Feature: Local Browser Backend via Playwright/CDP — Zero-Cost Alternative to Browserbase (inspired by Eigent)

## Overview

Hermes Agent's browser tools (`tools/browser_tool.py`) currently require [Browserbase](https://www.browserbase.com/) — a paid cloud service — for all browser automation. This creates a hard paywall for browser capabilities: users without a Browserbase subscription cannot use `browser_navigate`, `browser_click`, `browser_snapshot`, or any of the 10 browser tools.

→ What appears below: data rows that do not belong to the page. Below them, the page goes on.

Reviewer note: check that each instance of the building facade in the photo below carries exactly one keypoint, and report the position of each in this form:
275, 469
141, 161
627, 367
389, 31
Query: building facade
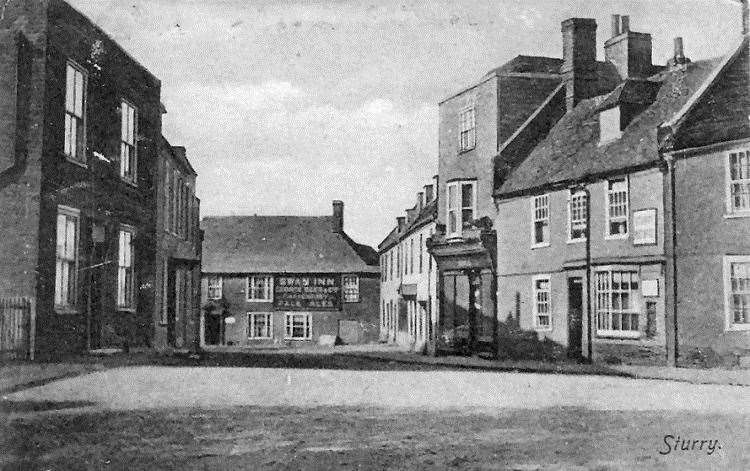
287, 281
82, 123
178, 255
482, 130
408, 277
604, 246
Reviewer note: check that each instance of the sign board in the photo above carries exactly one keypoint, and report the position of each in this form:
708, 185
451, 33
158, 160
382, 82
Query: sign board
307, 293
644, 227
650, 288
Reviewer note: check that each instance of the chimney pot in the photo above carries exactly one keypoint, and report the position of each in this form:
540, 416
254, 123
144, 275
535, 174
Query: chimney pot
625, 23
428, 193
579, 60
338, 217
615, 25
679, 49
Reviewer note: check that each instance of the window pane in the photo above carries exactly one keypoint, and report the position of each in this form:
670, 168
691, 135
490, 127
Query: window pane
467, 196
79, 94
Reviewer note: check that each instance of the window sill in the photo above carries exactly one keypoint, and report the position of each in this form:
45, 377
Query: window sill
737, 215
76, 162
738, 328
66, 310
616, 237
617, 335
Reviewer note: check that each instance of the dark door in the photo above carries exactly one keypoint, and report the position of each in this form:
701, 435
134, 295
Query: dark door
575, 317
97, 285
171, 301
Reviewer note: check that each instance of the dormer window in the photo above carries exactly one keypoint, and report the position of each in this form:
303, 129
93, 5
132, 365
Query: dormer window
610, 125
467, 131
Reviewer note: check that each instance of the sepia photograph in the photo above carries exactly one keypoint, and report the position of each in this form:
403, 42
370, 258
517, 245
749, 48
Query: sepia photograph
375, 235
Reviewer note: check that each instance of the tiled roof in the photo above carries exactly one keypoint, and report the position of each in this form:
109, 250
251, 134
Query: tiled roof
571, 150
426, 215
279, 244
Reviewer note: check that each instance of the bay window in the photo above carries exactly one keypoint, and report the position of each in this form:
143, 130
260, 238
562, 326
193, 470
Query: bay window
125, 271
461, 207
75, 108
128, 151
737, 292
298, 326
617, 208
66, 257
617, 304
577, 215
540, 221
260, 288
738, 184
260, 325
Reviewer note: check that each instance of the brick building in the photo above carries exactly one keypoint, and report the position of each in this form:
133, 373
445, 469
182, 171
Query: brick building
286, 280
623, 234
408, 276
178, 255
507, 111
79, 146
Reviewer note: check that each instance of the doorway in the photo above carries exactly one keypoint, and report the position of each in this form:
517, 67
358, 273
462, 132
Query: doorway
575, 317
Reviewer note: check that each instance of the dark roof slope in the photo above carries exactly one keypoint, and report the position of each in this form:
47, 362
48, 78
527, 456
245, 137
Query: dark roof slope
279, 244
571, 150
426, 215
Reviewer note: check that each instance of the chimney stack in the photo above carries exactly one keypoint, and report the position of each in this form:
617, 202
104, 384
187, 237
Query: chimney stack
630, 52
579, 60
338, 217
615, 25
428, 193
401, 221
625, 24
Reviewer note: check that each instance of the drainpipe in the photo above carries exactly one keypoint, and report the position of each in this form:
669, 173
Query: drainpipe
589, 346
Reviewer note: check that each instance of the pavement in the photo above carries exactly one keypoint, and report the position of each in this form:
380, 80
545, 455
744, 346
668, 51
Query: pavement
148, 387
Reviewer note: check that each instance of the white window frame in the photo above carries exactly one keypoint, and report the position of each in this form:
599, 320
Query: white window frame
731, 210
467, 128
608, 209
538, 212
577, 203
637, 305
75, 137
267, 295
126, 298
535, 292
610, 125
219, 288
289, 325
67, 299
730, 325
251, 325
354, 290
128, 142
455, 205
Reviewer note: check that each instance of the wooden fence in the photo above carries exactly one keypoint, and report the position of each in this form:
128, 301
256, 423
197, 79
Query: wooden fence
17, 328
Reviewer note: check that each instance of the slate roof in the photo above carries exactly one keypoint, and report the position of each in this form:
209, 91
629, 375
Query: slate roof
571, 150
426, 215
280, 244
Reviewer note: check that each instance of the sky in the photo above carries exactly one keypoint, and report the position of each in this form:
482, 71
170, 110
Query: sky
285, 106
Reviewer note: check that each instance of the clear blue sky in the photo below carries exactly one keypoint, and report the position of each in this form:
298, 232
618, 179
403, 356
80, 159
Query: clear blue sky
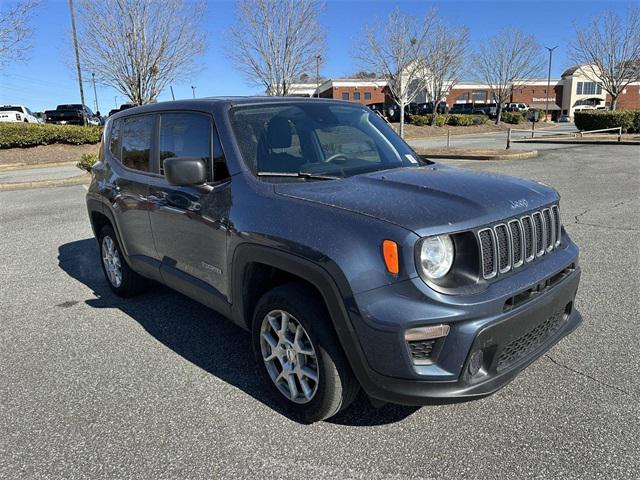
47, 79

[Eigent](https://github.com/eigent-ai/Eigent) (Apache-2.0, 12.8k stars), an open-source multi-agent desktop app built on [CAMEL-AI](https://github.com/camel-ai/camel), demonstrates a robust local browser approach using Chrome DevTools Protocol (CDP) with a **thread-safe browser pool manager** that allocates separate CDP ports for parallel agent tasks. This pattern could give Hermes a local browser backend alongside the existing Browserbase cloud option.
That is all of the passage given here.